Several moves made by Stalin last week provided a refraction of this mass surge – for the very first to feel its effects would be the Stalinist bureaucracy itself. The war mobilized into the Red Army millions of workers and peasants. It placed these great masses in a somewhat better position in facing the bureaucracy. The war has undoubtedly brought forward in the ranks the veteran fighters of the revolution who still exist in their many thousands despite the Stalin purges.

This very fact constitutes a prime danger for the bureaucracy, for the Stalin machine. And Stalin’s re-institution of the political commissar system in the Red Army is his way of trying to meet that danger. The political commissar system, first used during the civil war of 1918–22, was instituted at a time when the young Bolshevik revolution was still utilizing the services of many Czarist officers and unstable and unreliable army elements. The political Commissars represented the Bolshevik Party and the masses of the soldiers at the officers’ council tables. The system worked and served its purpose.

Today the use of political commissars could mean the establishment of a vast propaganda machine at the front aimed at the Nazi army. But this is not what Stalin is aiming at. In Stalin’s hand this system becomes a weapon of the bureaucracy, Stalin’s own police force placed on guard against anti-bureaucracy tendencies in the ranks of the Red Army, among officers and men alike.
 

Stalin’s Lackeys Fail Him

The other significant political development was the further contraction of the Kremlin hierarchy under which Stalin personally took over the Defense and the National Security commissariats. This too is a reflex of the danger to the bureaucracy inherent in the war situation.

Just as he was compelled to assume the premiership himself under the threat of the invasion, Stalin is compelled to assume full personal responsibility for his military and police machines. The lackeys he has gathered around him in these years of degeneration are not men who can be trusted in time of crisis to defend either the bureaucracy itself or the broader interests of the country at war.
 

Stalin’s Conservatism

The political weapons placed in the hands of the Red Army and the Soviet masses by the October revolution have not yet been used in the war against the Nazi invaders.
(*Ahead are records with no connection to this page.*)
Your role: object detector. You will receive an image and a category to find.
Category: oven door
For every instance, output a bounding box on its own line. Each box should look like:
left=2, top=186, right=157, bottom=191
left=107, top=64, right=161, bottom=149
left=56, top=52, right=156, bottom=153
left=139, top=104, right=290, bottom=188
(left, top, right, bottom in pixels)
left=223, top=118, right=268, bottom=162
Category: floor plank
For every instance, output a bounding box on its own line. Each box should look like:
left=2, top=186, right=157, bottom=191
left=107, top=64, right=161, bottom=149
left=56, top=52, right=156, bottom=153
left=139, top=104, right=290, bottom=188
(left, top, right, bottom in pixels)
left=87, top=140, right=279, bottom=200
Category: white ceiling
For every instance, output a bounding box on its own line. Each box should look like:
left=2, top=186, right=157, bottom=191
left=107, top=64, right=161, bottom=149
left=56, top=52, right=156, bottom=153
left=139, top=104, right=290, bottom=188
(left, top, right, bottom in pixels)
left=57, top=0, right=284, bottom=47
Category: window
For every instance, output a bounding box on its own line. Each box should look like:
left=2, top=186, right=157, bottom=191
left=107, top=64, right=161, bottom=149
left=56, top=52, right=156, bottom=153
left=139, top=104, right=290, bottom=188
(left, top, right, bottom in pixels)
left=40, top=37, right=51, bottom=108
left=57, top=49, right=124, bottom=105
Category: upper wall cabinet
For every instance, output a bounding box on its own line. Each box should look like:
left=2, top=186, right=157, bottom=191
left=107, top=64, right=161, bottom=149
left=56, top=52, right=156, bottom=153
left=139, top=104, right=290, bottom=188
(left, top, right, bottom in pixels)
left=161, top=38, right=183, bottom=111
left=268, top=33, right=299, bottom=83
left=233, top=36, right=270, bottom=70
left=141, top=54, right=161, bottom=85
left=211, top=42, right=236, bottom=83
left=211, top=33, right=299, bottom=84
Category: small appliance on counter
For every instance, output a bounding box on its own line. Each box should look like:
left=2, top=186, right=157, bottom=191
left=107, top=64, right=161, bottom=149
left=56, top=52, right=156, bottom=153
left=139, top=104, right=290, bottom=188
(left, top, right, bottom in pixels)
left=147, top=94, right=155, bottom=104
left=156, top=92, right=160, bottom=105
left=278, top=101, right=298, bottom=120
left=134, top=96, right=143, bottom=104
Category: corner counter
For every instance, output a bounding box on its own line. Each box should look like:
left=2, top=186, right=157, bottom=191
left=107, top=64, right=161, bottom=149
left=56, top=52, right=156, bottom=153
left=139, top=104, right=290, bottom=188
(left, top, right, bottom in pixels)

Stalin knows that to arouse the German and European masses to revolutionary upsurge is just as mortal a danger to him as the Nazis are. Thus, even in the midst of the war crisis itself, he remains what he has always been, a stone around the neck of the revolution.

Yet the gathering forces are there and will prove stronger than him. Out of the still untapped resources of the revolution will come the forces that will defeat Hitler.